Regex to match all the words looking for [duplicate]

I have found very similar posts, but I can't quite get my regular expression right here.
I am trying to write a regular expression which returns a string which is between two other strings. For example: I want to get the string which resides between the strings "cow" and "milk".
My cow always gives milk
would return
"always gives"
Here is the expression I have pieced together so far:
(?=cow).*(?=milk)
However, this returns the string "cow always gives".
A lookahead (that (?= part) does not consume any input. It is a zero-width assertion (as are boundary checks and lookbehinds).
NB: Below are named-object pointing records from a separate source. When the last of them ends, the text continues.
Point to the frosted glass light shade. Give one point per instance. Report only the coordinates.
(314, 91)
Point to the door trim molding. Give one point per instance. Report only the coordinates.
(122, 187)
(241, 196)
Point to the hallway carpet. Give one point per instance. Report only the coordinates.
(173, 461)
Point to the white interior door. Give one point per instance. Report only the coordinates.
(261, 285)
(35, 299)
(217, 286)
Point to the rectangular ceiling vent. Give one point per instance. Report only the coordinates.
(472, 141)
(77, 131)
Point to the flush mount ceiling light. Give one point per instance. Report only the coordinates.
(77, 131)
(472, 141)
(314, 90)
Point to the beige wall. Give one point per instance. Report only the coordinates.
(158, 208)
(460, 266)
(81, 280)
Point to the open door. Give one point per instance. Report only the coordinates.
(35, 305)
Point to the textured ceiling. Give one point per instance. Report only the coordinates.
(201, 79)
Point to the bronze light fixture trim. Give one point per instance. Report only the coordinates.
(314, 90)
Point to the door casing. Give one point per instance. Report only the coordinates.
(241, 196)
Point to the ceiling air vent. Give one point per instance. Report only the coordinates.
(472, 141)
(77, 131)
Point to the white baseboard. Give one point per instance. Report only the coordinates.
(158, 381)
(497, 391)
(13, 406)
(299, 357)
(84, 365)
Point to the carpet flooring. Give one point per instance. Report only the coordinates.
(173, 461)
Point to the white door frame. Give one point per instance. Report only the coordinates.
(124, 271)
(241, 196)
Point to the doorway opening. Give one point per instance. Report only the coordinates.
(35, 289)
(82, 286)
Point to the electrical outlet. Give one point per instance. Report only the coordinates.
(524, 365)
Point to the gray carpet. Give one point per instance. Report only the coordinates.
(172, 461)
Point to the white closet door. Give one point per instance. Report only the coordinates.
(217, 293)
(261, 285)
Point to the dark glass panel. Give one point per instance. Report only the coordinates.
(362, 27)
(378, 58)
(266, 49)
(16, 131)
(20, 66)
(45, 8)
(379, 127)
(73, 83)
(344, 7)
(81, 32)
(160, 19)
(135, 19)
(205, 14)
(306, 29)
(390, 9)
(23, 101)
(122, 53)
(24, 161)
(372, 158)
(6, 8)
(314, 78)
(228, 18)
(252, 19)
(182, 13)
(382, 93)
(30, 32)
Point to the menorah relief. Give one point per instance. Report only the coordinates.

You want a regular match here, to consume the cow portion. To capture the portion in between, you use a capturing group (just put the portion of pattern you want to capture inside parenthesis):
cow(.*)milk
No lookaheads are needed at all.
Regular expression to get a string between two strings in JavaScript
The most complete solution that will work in the vast majority of cases is using a capturing group with a lazy dot matching pattern. However, a dot . in JavaScript regex does not match line break characters, so, what will work in 100% cases is a [^] or [\s\S]/[\d\D]/[\w\W] constructs.
ECMAScript 2018 and newer compatible solution
In JavaScript environments supporting ECMAScript 2018, s modifier allows . to match any char including line break chars, and the regex engine supports lookbehinds of variable length. So, you may use a regex like
var result = s.match(/(?<=cow\s+).*?(?=\s+milk)/gs); // Returns multiple matches if any
// Or
var result = s.match(/(?<=cow\s*).*?(?=\s*milk)/gs); // Same but whitespaces are optional
In both cases, the current position is checked for cow with any 1/0 or more whitespaces after cow, then any 0+ chars as few as possible are matched and consumed (=added to the match value), and then milk is checked for (with any 1/0 or more whitespaces before this substring).
Scenario 1: Single-line input
This and all other scenarios below are supported by all JavaScript environments. See usage examples at the bottom of the answer.
cow (.*?) milk
cow is found first, then a space, then any 0+ chars other than line break chars, as few as possible as *? is a lazy quantifier, are captured into Group 1 and then a space with milk must follow (and those are matched and consumed, too).
Scenario 2: Multiline input
cow ([\s\S]*?) milk
Here, cow and a space are matched first, then any 0+ chars as few as possible are matched and captured into Group 1, and then a space with milk are matched.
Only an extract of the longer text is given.